Measuring Literature: Digital Humanities, Behavioral Economics, and the Problem of Data in Thomas Piketty’s Capital in the Twenty-first Century

It was common in the enthusiastic reactions to the English translation of Thomas Piketty’s Capital in the Twenty-first Century to mention his use of literature. David Harvey thought Piketty “spiced up” his data about the history of income equality “with neat literary allusions to Jane Austen and Balzac.” Larry Summers notes that Capital is “littered with asides referencing Jane Austen and the works of Balzac.” Paul Krugman thrilled that Piketty’s book was “a work that melds grand historical sweep with painstaking data analysis,” asking, “When was the last time you heard an economist invoke Jane Austen and Balzac?” Stephen Marche argues that Piketty’s Capital could be “reasonably mistaken for a work of literary criticism” and imagined future economic historians using the “socialist realist novels” of 2008’s Great Recession in the same way that Piketty uses Austen and Balzac.

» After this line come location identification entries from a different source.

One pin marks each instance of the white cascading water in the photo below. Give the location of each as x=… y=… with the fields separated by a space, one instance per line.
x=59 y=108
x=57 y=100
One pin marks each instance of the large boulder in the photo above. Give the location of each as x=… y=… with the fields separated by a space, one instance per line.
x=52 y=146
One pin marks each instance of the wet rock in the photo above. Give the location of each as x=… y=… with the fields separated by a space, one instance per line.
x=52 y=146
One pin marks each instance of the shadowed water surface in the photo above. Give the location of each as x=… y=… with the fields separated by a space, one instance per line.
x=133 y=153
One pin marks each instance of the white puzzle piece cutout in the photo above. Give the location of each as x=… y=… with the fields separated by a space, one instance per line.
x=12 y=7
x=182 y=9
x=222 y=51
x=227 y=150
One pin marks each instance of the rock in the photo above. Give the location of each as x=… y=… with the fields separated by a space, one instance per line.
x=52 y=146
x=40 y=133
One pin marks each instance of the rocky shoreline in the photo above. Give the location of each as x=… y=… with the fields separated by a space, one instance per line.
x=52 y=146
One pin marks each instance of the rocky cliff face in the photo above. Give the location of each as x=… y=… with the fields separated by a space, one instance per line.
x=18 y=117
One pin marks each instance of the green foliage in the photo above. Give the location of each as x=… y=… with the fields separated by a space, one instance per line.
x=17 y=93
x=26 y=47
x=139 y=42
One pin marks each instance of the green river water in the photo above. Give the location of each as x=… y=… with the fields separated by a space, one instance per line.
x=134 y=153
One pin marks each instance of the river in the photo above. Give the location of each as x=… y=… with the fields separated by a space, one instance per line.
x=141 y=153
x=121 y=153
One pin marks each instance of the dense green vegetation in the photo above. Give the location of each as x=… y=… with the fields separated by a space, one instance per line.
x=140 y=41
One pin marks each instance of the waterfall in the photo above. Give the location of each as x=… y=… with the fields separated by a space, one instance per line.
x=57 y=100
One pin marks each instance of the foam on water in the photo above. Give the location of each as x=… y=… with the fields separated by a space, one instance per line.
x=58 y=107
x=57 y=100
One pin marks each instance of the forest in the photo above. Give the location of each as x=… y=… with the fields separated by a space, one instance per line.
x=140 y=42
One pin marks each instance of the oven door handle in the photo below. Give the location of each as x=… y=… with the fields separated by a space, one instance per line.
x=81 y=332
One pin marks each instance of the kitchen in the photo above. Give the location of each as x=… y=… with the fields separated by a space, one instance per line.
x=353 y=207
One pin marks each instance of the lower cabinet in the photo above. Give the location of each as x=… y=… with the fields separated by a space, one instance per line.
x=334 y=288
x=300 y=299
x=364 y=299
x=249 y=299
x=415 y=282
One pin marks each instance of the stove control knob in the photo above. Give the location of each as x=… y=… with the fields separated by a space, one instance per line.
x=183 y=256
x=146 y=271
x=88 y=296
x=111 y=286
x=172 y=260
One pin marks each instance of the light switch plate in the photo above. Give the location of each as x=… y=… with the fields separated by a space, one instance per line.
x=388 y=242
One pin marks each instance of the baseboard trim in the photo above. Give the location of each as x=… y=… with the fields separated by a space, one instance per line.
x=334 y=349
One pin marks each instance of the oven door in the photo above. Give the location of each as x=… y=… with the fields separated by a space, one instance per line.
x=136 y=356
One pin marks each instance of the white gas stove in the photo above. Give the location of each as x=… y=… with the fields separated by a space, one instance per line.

As a literary scholar, I think we need to reevaluate such enthusiasm about Piketty’s use of literature as data. In particular, I believe literary critics need to assess the consequences of the feeling, shared among these reviewers, that literature can provide facile and transparent access to the economic realities of the nineteenth century. In this essay, I challenge this assumption by examining the complex ways in which Piketty deploys literature to undergird his assertions about the economic past of Europe. Then, I demonstrate how Piketty’s use of literature, while considered and reflective, originates in the attitudes of behavioral economics, despite his concerted attempts to avoid it. Finally, I turn to the analysis of literary scholars who examine Piketty’s use of literature using the techniques of “big data.” Their techniques show how the use of literature in Piketty’s Capital points to more fundamental differences about what qualifies as evidence in cultural study.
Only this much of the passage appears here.